PREOPERATIVE DIAGNOSIS: Appendicitis.

POSTOPERATIVE DIAGNOSIS: Perforative appendicitis with periappendiceal abscess.

PROCEDURE: Laparoscopic appendectomy. Placement of drain.

ANESTHESIA: General oral airway.

This young lady presented to the emergency department early this morning with right sided abdominal pain, which has been intermittent throughout the week but worsened very substantially in the last 24 hours. No prior surgical history. No allergies. She had peritoneal signs in her right lower quadrant on physical exam. We ordered a white count and it was 18,000. I talked with the patient and her mom and dad and highly recommended laparoscopy with a presumed diagnosis of appendicitis. We discussed complicated versus routine appendicitis, the possibility of her going home later today.

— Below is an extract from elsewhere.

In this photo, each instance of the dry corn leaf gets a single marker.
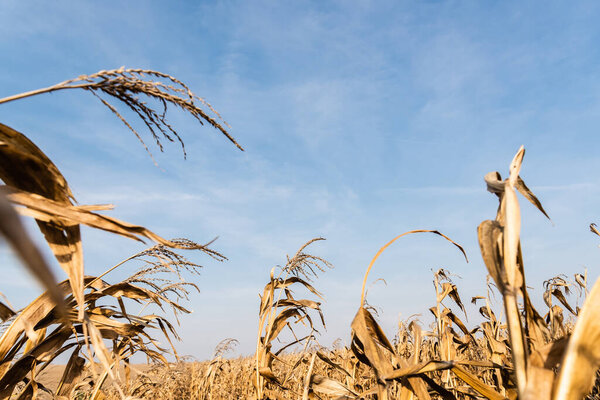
(330, 387)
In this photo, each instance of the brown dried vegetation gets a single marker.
(526, 356)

PROCEDURE: She was given cefoxitin 2 gm preoperatively and her umbilicus was marked by me while she was in the ER, prior to taking her to the operating room. General oral airway anesthetic was given. Chloraprep and appropriate draping. We used a three-port technique, right mid abdominal, five port, two in the midline. Initial drip test was good and her initial pressure was 2. She has a walled off phlegmon. The lateral most aspect of the ileomesentary is containing the abscess. Her appendix is very foreshortened and very thickened and very difficult to fracture off the right lateral abdominal wall. However it was not that difficult to do, so we did not merely drain her, but we pursued formal appendectomy by carefully and slowly using suction irrigation and blunt dissection and eventually isolated her mesoappendix. This is delineated in many photos. The mesoappendix was taken in three separated staple lines. We then transected the appendix, delivered it in an Endo bag and then went back and re-identified the stump of the appendix and dissected out maybe another centimeter of the appendiceal wall flush to the cecum and then shot our final staple line across the cecum itself and thus two specimens were sent and one is a smaller fragment which contains nice soft cecal wall. A fecalith that had been expressed from the appendix as I was manipulating it, was removed from the peritoneal cavity. There was only one small bit of fecal contamination. The abscess was completely suctioned out and her right gutter pelvis and suprahepatic space all cleared completely with saline. There was no bleeding. We inspected all of the staple lines repeatedly. We then placed a Jackson-Pratt through the five port site on the right mid abdomen, placed it lateral to the cecum and down into the pelvis. That was anchored at the body wall with an 0 Vicryl. More Marcaine into all three wounds. Fascia was visually identified and both 12 ports were closed with interrupted 0 Vicryl. Those wounds were closed with 4-0 Vicryl. EBL: 20 mL or less.
COMPLICATIONS: None.

She will need to be an inpatient for appropriate therapeutic IV antibiotics.
 
Add 22 modifier to 44970

Since there was documented difficulty, plus peritonitis, I would add modifier 22 to 44970.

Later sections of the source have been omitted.